When Renita was lucid he read to her. The staff at the library on Greendale Street knew to be on the lookout for books about Asia.

I wish we could have traveled, she said.

When she was at her worst, to calm her, to bring her back, he talked to her about their life together. The time he lost control of the Dodge on the ice and sent the trashcans flying and her laughter as he drove away as fast as he could, terrified that the police would come. The cake she baked for Ashley’s second birthday, and how Ashley with her tiny fists destroyed it in a splash of flame and wax and frosting. The plans they made over the years, and whether or not they followed through with them.

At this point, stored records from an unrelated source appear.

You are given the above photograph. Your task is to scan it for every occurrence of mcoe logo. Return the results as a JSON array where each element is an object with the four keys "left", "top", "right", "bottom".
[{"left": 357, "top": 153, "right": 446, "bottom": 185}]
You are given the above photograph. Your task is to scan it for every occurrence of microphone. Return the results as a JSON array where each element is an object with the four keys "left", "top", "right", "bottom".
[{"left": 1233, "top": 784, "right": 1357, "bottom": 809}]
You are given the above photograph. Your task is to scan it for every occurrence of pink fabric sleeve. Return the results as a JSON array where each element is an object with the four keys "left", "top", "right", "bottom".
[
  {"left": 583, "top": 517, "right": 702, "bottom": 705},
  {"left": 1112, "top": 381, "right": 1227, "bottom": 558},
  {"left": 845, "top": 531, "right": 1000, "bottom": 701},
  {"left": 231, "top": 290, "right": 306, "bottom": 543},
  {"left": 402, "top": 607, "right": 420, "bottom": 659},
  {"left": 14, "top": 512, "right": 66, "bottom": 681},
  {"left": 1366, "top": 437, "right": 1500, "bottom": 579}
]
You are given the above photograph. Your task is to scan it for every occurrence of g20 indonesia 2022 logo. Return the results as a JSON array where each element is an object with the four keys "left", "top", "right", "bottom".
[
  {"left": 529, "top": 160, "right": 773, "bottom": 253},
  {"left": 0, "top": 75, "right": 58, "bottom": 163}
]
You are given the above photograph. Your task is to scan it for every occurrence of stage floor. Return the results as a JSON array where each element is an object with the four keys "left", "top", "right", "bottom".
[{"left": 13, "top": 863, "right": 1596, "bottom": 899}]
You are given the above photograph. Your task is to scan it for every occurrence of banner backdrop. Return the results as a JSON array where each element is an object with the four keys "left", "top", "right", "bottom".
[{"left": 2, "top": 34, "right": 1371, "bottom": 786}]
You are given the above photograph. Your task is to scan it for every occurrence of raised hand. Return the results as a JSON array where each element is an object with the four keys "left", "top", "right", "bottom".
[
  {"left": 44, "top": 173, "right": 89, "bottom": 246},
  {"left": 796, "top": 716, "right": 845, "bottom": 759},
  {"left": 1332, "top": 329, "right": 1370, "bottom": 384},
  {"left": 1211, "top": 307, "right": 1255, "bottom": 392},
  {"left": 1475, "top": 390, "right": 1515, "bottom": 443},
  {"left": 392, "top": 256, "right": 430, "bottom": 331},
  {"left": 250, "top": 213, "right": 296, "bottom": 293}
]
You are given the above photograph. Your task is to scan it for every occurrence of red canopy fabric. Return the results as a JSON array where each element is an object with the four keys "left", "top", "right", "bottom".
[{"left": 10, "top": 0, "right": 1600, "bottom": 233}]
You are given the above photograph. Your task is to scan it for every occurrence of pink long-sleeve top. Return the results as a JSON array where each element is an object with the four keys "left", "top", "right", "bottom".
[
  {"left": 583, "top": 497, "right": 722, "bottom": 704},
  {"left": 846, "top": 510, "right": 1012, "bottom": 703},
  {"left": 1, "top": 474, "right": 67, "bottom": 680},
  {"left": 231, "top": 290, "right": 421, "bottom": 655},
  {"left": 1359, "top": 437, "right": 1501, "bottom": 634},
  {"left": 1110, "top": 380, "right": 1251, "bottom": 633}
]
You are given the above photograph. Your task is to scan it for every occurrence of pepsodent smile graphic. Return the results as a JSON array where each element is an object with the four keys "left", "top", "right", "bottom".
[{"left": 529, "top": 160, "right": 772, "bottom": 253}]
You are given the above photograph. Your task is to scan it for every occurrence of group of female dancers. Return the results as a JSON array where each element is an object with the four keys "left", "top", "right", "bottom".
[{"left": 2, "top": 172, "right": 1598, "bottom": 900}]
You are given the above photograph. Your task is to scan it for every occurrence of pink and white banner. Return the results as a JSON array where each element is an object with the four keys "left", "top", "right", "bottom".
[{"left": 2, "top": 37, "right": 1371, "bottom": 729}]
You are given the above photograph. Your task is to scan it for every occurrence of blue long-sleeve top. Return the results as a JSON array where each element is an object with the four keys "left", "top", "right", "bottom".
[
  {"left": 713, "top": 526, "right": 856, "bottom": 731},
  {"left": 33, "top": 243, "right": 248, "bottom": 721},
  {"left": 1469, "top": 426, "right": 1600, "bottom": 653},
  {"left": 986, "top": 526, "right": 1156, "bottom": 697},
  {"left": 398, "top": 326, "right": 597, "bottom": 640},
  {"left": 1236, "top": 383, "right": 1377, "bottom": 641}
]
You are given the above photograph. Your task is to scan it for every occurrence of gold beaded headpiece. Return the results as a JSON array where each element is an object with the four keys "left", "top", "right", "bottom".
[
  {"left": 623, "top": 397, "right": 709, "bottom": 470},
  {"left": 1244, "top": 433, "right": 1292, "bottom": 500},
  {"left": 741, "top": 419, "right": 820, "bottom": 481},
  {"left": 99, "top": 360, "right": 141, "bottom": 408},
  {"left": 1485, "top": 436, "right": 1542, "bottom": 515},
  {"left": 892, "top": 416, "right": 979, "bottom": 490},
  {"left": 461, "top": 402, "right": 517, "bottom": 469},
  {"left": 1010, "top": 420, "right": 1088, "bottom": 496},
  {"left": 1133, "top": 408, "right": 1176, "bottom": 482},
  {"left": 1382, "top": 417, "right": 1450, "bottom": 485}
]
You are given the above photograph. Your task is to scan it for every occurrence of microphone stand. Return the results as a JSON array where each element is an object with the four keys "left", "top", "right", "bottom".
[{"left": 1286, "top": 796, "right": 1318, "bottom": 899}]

Thank you was not the last thing Renita said to him, with her raving agony and her sweat-soaked fevers, but Thank you is what Darrel decided to remember.

Today there are hundreds but one stands out.

On the front: a man and a woman, dressed simply. An orangutan with big eyes and a long soft mouth is holding their hands. It is not tall enough to come up to their waists. All of them, all three, the man and the woman and the ape, are looking at something not shown. They are not smiling, but they each look as if a smile is not far away. On the back: Another stamp Darrel has not seen, a beautiful woman with high cheekbones and a flat nose wearing a gold or bronze headdress. Addressed to Evan Billings in 70814. Ev, You wouldn’t believe this place. It’s so beautiful. Imagine all your senses cut to the quick and overexposed. The food even, the people. Sad and horrifying sometimes but also wonderful. Write more later. Love, THJ. p.s. No actual chimps yet. Or elephants.

McCreedy catches Darrel slipping it into his pocket, and he shakes his head and his body crests with quiet laughter.

You’re getting old, he says.

You know how I know? he says.

Darrel rolls his fingers in small circles like his doctor says and closes his eyes tight to relieve the strain.

Oh, I know, alright. You know how I know?

Darrel looks up from the bin.

You know how I know? McCreedy says. Because I’m getting there, too, buddy.